L'Assemblée nationale est la principale vitrine dont dispose l'opposition, même si André Boisclair n'y est pas. Assez curieusement, ceux qui y parlent le plus souvent de souveraineté sont les libéraux, qui ne manquent aucune occasion de dénoncer l'"obsession" de leurs adversaires.
Hier, c'était au tour du ministre de l'Éducation, Jean-Marc Fournier, de déplorer l'immobilisme auquel le PQ condamne le Québec en reportant la solution de tous les problèmes au jour où il deviendra souverain. La population est peut-être insatisfaite de la gestion des libéraux, mais serait-ce mieux de ne pas être gouverné du tout?
Que les élections aient lieu à l'automne ou au printemps 2007, il est trop tard pour que le PQ songe à modifier son programme. De toute manière, l'exercice serait beaucoup trop déchirant.

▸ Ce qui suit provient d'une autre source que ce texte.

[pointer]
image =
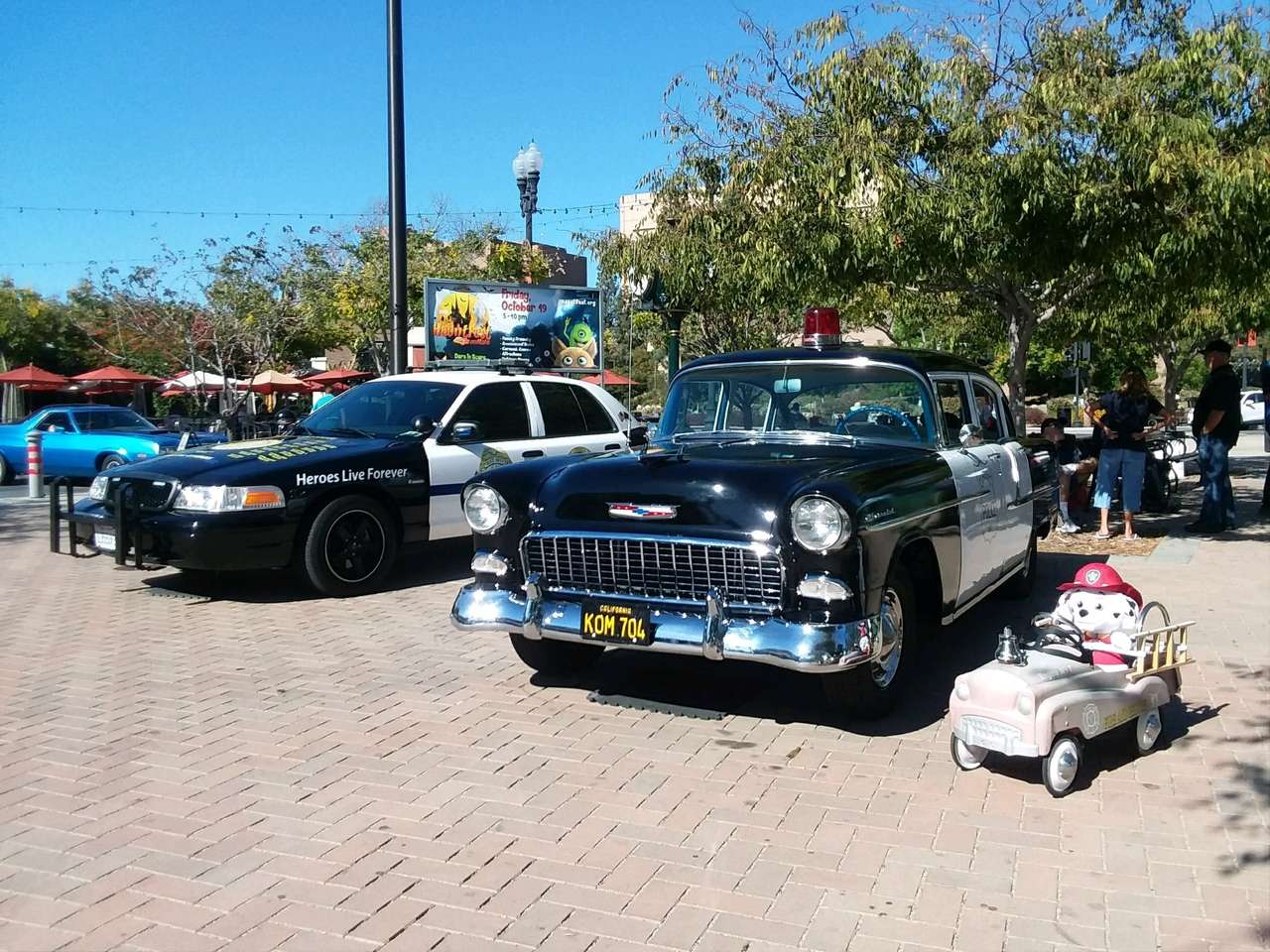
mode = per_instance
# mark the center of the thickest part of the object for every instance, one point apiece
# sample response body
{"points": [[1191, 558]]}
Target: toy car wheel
{"points": [[968, 757], [1061, 769], [1147, 730], [556, 658]]}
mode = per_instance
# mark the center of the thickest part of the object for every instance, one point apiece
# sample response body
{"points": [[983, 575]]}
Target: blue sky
{"points": [[281, 105]]}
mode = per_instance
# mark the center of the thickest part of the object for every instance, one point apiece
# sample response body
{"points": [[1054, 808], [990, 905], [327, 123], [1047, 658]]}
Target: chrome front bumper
{"points": [[818, 649]]}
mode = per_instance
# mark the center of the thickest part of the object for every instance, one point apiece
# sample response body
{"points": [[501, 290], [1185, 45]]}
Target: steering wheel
{"points": [[881, 409], [1058, 636]]}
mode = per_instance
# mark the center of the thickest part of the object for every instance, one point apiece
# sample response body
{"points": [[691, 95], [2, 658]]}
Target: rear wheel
{"points": [[873, 689], [554, 657], [1061, 769], [350, 547]]}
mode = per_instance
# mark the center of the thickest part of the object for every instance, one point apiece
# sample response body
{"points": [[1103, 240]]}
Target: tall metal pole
{"points": [[397, 191]]}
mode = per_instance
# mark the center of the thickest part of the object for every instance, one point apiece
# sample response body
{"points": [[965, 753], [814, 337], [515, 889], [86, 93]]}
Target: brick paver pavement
{"points": [[259, 770]]}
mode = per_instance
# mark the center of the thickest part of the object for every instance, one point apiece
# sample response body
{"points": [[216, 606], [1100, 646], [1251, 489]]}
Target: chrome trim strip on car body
{"points": [[708, 633]]}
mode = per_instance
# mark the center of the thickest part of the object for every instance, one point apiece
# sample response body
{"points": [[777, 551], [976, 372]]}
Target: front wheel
{"points": [[553, 657], [1061, 769], [871, 690], [966, 756], [350, 547]]}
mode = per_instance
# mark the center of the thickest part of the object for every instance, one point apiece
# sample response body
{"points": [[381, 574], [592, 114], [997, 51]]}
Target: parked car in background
{"points": [[86, 439], [339, 494]]}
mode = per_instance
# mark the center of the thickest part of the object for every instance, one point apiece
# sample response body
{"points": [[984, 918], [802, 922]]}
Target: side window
{"points": [[56, 419], [747, 408], [991, 419], [562, 414], [953, 407], [592, 413], [498, 411]]}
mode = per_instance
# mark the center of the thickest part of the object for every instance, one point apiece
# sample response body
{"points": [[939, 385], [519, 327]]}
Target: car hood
{"points": [[254, 462], [716, 489]]}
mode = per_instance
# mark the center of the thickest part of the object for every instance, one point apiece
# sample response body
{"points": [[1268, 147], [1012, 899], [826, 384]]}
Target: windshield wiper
{"points": [[344, 431]]}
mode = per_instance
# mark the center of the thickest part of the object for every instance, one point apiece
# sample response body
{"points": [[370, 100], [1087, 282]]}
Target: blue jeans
{"points": [[1214, 466], [1130, 466]]}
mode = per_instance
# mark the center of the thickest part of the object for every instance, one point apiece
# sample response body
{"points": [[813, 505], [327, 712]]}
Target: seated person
{"points": [[1075, 466]]}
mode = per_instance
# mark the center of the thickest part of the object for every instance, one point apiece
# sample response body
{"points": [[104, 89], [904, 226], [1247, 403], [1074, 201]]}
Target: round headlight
{"points": [[820, 524], [484, 508]]}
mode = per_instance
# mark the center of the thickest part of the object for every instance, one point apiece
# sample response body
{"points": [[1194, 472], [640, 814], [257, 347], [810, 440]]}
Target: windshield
{"points": [[118, 419], [382, 408], [799, 399]]}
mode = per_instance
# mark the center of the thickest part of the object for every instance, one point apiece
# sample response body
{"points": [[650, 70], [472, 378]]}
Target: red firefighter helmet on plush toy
{"points": [[1100, 576]]}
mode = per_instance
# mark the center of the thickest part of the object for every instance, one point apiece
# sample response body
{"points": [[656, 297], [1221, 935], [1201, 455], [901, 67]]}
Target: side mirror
{"points": [[970, 435], [465, 431]]}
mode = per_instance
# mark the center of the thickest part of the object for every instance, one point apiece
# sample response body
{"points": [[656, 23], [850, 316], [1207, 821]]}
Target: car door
{"points": [[1012, 524], [973, 463], [571, 420], [500, 416], [58, 451]]}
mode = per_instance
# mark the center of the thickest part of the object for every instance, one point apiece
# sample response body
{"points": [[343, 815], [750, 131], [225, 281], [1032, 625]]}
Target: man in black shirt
{"points": [[1216, 428]]}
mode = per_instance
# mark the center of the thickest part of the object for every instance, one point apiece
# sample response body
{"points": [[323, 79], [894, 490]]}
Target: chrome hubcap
{"points": [[892, 638], [1062, 766], [1148, 730]]}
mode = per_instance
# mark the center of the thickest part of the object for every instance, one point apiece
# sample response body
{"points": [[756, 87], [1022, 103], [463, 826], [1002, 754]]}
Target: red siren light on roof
{"points": [[821, 327]]}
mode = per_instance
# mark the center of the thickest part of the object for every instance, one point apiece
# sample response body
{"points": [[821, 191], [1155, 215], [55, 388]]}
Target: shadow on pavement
{"points": [[785, 697]]}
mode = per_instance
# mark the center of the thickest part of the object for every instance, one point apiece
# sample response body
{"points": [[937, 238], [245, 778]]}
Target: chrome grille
{"points": [[151, 495], [675, 570]]}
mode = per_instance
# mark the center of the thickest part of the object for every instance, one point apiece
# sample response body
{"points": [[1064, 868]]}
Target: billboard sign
{"points": [[544, 326]]}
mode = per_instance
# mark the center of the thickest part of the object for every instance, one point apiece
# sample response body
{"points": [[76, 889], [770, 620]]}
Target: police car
{"points": [[375, 468]]}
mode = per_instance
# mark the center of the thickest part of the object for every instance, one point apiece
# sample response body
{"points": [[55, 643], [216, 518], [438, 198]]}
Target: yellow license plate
{"points": [[616, 624]]}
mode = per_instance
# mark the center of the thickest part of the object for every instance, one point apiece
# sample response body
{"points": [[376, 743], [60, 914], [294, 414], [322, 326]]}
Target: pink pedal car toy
{"points": [[1088, 666]]}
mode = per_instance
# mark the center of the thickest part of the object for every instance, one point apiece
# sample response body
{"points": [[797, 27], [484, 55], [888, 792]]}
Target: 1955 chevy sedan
{"points": [[810, 508]]}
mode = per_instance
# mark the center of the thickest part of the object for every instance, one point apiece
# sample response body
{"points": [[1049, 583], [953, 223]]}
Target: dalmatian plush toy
{"points": [[1105, 608]]}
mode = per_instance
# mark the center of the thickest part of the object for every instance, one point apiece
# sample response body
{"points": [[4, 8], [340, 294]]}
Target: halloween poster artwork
{"points": [[540, 325]]}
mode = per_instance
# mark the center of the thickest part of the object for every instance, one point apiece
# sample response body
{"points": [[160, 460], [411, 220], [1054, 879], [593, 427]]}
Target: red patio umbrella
{"points": [[338, 376], [610, 379], [113, 375], [32, 376]]}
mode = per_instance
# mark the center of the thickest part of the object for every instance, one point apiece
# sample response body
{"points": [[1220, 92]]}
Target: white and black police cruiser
{"points": [[375, 468], [810, 508]]}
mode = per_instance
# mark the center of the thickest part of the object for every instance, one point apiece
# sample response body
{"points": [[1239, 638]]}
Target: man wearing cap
{"points": [[1216, 428]]}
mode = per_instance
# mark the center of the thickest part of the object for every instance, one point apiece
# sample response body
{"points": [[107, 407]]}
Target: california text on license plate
{"points": [[621, 625]]}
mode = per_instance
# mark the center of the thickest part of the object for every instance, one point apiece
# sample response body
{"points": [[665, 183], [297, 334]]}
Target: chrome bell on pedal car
{"points": [[1007, 648]]}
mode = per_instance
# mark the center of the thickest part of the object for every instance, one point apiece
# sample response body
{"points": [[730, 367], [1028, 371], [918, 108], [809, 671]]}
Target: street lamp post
{"points": [[527, 167]]}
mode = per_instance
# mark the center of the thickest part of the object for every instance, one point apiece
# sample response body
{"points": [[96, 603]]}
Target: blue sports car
{"points": [[84, 439]]}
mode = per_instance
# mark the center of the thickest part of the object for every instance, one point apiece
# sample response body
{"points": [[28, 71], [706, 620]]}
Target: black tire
{"points": [[1061, 770], [871, 690], [1021, 584], [965, 757], [556, 658], [349, 548]]}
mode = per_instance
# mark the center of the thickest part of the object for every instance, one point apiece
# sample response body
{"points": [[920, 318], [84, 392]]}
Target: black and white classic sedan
{"points": [[811, 508]]}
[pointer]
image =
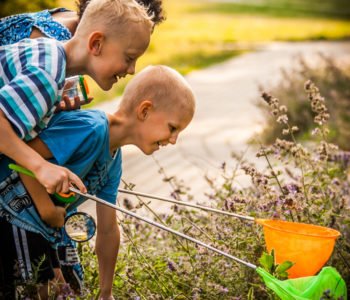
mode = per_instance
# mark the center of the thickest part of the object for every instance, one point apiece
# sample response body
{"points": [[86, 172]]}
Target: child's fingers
{"points": [[89, 99], [76, 181]]}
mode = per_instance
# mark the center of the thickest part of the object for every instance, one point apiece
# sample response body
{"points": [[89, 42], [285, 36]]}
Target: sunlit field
{"points": [[199, 33]]}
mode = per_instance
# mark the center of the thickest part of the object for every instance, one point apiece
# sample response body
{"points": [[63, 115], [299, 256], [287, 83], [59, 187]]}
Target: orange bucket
{"points": [[308, 246]]}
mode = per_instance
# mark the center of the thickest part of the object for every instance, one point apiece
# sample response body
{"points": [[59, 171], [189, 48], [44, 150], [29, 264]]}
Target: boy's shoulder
{"points": [[32, 54], [94, 122]]}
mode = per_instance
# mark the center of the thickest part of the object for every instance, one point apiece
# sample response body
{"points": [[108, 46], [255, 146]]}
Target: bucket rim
{"points": [[332, 233]]}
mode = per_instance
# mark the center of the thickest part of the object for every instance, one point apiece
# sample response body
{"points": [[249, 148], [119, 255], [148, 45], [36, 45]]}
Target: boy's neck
{"points": [[75, 64], [119, 130]]}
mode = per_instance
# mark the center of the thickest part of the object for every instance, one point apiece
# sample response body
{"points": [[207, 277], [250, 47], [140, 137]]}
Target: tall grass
{"points": [[197, 33]]}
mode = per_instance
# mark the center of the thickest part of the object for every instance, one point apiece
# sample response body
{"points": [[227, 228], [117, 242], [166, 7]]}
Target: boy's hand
{"points": [[57, 179], [56, 217], [71, 104]]}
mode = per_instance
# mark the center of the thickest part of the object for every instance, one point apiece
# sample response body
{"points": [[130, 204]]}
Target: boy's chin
{"points": [[148, 151], [106, 86]]}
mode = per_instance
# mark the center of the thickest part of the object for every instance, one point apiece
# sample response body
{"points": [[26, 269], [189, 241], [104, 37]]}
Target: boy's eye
{"points": [[172, 128], [129, 59]]}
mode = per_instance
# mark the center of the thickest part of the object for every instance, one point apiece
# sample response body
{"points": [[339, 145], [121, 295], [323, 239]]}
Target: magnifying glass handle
{"points": [[61, 197]]}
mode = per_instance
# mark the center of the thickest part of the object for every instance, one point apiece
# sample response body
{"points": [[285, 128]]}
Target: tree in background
{"points": [[10, 7]]}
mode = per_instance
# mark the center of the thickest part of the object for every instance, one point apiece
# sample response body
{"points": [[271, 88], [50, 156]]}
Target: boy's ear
{"points": [[143, 109], [96, 40]]}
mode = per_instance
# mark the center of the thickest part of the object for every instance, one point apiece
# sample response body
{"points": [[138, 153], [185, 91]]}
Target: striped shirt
{"points": [[32, 75]]}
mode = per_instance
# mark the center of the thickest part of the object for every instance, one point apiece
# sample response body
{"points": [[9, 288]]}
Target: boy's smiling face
{"points": [[115, 57], [160, 127]]}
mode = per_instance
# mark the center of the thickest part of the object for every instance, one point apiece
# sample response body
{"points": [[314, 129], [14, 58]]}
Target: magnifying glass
{"points": [[80, 227]]}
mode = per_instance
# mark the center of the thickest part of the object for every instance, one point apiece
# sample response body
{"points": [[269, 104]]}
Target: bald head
{"points": [[164, 86]]}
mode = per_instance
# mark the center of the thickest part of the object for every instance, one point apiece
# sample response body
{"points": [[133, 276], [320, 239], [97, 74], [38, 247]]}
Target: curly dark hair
{"points": [[154, 9]]}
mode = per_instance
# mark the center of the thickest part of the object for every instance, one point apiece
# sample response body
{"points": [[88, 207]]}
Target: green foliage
{"points": [[333, 82], [10, 7], [300, 183], [268, 262], [337, 9]]}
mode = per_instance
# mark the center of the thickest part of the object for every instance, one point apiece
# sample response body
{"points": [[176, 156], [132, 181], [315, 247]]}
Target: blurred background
{"points": [[230, 50]]}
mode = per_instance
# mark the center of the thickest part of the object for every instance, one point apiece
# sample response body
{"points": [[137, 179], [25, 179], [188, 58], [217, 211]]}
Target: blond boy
{"points": [[156, 107], [111, 36]]}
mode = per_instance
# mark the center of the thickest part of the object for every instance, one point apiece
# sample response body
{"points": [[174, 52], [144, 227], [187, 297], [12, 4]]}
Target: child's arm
{"points": [[53, 178], [49, 213], [107, 246]]}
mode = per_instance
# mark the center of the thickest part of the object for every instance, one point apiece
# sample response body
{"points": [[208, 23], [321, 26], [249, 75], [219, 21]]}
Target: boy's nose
{"points": [[131, 68], [173, 139]]}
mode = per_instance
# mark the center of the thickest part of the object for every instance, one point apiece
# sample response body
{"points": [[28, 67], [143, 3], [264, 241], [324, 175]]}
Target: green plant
{"points": [[301, 182], [333, 82]]}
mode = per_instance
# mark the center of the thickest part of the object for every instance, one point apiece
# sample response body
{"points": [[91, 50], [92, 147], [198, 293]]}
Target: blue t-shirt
{"points": [[78, 140], [18, 27]]}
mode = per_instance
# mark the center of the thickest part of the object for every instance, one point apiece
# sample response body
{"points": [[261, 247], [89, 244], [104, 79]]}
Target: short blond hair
{"points": [[110, 16], [164, 86]]}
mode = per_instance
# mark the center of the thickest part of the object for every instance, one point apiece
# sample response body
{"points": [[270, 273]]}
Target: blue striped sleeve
{"points": [[28, 98]]}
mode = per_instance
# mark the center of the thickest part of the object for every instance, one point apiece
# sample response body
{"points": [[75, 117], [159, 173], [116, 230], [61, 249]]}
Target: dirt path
{"points": [[225, 118]]}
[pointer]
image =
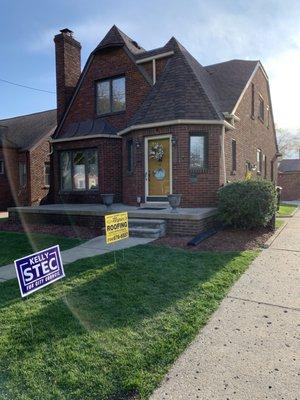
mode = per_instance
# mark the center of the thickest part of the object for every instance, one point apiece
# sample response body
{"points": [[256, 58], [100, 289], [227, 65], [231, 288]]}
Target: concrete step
{"points": [[153, 233], [146, 228], [147, 223]]}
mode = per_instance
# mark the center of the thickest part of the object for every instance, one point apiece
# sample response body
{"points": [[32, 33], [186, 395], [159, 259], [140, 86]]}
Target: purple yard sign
{"points": [[39, 270]]}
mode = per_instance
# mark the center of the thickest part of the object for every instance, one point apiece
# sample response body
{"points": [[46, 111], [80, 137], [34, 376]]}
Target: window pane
{"points": [[118, 101], [65, 171], [197, 152], [79, 170], [130, 156], [92, 169], [103, 97]]}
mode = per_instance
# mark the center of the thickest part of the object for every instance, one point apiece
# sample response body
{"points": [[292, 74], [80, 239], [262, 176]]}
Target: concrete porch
{"points": [[187, 221]]}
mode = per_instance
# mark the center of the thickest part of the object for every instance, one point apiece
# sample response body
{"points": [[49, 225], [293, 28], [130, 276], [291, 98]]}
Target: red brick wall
{"points": [[290, 183], [197, 191], [68, 68], [9, 177], [109, 167], [107, 64], [251, 133], [38, 157]]}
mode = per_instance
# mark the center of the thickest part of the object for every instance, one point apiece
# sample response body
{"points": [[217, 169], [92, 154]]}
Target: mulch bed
{"points": [[224, 240], [81, 232]]}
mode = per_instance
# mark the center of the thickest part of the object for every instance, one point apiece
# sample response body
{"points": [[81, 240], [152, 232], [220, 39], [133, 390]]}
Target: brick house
{"points": [[142, 124], [24, 158], [289, 179]]}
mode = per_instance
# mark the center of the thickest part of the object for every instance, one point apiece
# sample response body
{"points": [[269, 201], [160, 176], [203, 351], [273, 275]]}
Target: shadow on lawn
{"points": [[148, 281]]}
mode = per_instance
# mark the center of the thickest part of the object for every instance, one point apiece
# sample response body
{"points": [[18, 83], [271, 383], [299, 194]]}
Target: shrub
{"points": [[247, 204]]}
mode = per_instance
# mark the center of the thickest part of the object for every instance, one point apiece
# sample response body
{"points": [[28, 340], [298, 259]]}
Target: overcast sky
{"points": [[212, 30]]}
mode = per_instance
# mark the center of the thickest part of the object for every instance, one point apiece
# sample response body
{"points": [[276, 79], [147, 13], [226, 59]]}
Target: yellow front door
{"points": [[159, 167]]}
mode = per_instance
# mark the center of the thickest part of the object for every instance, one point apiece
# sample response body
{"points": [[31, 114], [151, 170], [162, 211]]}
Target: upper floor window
{"points": [[110, 95], [198, 152], [233, 156], [259, 160], [252, 99], [47, 173], [22, 174], [268, 116], [261, 110]]}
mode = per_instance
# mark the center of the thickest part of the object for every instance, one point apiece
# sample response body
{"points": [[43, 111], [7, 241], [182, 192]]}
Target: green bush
{"points": [[247, 204]]}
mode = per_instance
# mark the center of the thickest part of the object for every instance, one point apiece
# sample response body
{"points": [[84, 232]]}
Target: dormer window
{"points": [[110, 95]]}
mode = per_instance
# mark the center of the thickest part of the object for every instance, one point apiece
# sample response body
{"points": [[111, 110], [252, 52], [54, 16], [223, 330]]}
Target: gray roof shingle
{"points": [[25, 131], [229, 79], [292, 165]]}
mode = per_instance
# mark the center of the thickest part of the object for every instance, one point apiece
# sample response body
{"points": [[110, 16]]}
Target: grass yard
{"points": [[110, 331], [286, 210], [16, 245]]}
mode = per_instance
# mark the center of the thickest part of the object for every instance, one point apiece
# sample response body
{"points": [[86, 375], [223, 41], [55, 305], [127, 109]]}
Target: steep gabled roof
{"points": [[292, 165], [115, 38], [229, 80], [25, 131], [182, 91]]}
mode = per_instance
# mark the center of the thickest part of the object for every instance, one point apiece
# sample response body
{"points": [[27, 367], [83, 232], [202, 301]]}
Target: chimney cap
{"points": [[67, 31]]}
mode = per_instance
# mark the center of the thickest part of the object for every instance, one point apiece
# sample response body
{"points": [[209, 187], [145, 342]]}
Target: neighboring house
{"points": [[24, 158], [289, 179], [143, 124]]}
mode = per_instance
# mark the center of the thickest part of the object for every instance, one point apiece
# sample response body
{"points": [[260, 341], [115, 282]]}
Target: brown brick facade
{"points": [[106, 64], [109, 167], [251, 133], [198, 190], [290, 183], [11, 193]]}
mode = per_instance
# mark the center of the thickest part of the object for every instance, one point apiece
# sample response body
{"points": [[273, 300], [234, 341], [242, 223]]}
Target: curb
{"points": [[273, 237]]}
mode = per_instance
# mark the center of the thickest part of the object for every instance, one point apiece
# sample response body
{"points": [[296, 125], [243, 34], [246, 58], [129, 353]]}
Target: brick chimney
{"points": [[68, 68]]}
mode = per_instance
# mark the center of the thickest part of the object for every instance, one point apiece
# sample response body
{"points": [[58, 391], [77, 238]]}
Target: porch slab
{"points": [[188, 214]]}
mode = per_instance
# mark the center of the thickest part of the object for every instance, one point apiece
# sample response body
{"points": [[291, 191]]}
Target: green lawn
{"points": [[16, 245], [278, 223], [110, 331], [286, 210]]}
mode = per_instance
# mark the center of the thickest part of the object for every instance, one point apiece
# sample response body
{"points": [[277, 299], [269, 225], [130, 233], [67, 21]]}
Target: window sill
{"points": [[78, 191]]}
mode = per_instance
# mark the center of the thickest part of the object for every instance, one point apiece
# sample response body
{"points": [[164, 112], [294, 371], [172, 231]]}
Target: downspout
{"points": [[223, 154]]}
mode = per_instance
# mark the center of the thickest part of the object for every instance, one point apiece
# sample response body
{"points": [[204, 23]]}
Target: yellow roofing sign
{"points": [[116, 227]]}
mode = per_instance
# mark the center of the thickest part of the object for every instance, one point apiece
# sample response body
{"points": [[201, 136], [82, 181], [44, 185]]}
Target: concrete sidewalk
{"points": [[250, 347], [90, 248]]}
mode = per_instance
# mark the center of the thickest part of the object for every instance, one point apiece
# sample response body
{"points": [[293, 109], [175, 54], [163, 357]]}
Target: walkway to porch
{"points": [[185, 222]]}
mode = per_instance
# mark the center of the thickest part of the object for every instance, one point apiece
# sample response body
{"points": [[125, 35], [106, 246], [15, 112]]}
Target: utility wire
{"points": [[26, 87]]}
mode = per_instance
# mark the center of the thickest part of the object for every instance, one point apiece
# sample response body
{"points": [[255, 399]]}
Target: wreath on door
{"points": [[156, 152]]}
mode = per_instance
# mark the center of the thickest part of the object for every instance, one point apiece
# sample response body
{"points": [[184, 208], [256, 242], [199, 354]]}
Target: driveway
{"points": [[250, 347]]}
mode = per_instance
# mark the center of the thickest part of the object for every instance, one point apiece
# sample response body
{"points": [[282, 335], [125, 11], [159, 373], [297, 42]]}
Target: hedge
{"points": [[247, 204]]}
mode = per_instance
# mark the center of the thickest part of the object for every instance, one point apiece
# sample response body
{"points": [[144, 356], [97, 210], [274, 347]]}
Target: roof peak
{"points": [[28, 115]]}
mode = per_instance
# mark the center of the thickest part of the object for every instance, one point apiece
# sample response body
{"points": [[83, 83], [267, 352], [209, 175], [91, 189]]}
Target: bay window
{"points": [[79, 170], [198, 152]]}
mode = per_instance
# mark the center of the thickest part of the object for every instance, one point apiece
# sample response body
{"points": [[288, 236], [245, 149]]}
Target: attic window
{"points": [[110, 95], [261, 110], [135, 44]]}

En revanche, durant la prochaine campagne, M. Boisclair sera libre de tenir le discours qu'il voudra. Celui de Mme Harel était nettement plus convaincant que les professions de foi répétées de son chef dans un programme qui lui a été imposé.
En point de presse, Mme Harel a tout de même eu un peu de mal à expliquer pourquoi le chef d'un gouvernement qui a perdu la confiance de la population, comme elle le soutenait dans sa motion de censure, prendrait le risque de précipiter les élections.
Un gouvernement aussi impopulaire ne préférera-t-il pas attendre de voir si le temps n'arrangera pas les choses? "C'est une bonne question", a-elle convenu, avant d'ajouter que M. Charest doute peut-être de ses chances d'arriver à des résultats acceptables dans le dossier du déséquilibre fiscal.
Pourtant, le rapport du comité fédéral sur la péréquation, qui a été rendu public hier, serait plutôt de nature à l'encourager. En incluant la moitié des ressources naturelles non renouvelables dans le calcul, comme le recommande le comité, le Québec ferait un gain de 650 millions.
Autre question embêtante : si le gouvernement Charest est à ce point honni, comment expliquer que le PQ ait autant de mal à le distancer? Serait-ce qu'il y a un problème avec le chef? Non, non, bien sûr.
Il est vrai que le gouvernement donne présentement l'impression de vouloir régler d'ici à l'ajournement de juin des problèmes qui risqueraient de le hanter durant une campagne électorale à l'automne.
L'imposition du bâillon est devenu si routinière qu'une fin de session sans suspension des règles habituelles de fonctionnement de l'Assemblée nationale est elle-même devenue l'exception. En décembre dernier, on avait profité de la loi spéciale décrétant les conditions de travail des employés de l'État pour imposer du même coup la réforme des services de garde.
Cette fois-ci, le projet de loi autorisant la vente d'une partie du parc du Mont-Orford sera vraisemblablement adopté dans la foulée de la loi spéciale qui fixera la rémunération des médecins spécialistes. André Boisclair pourra ajouter cela au tableau noir.
Remarquez, malgré les cris d'indignation, les partis d'opposition ne détestent pas que les gouvernements ferment certains dossiers avant de partir.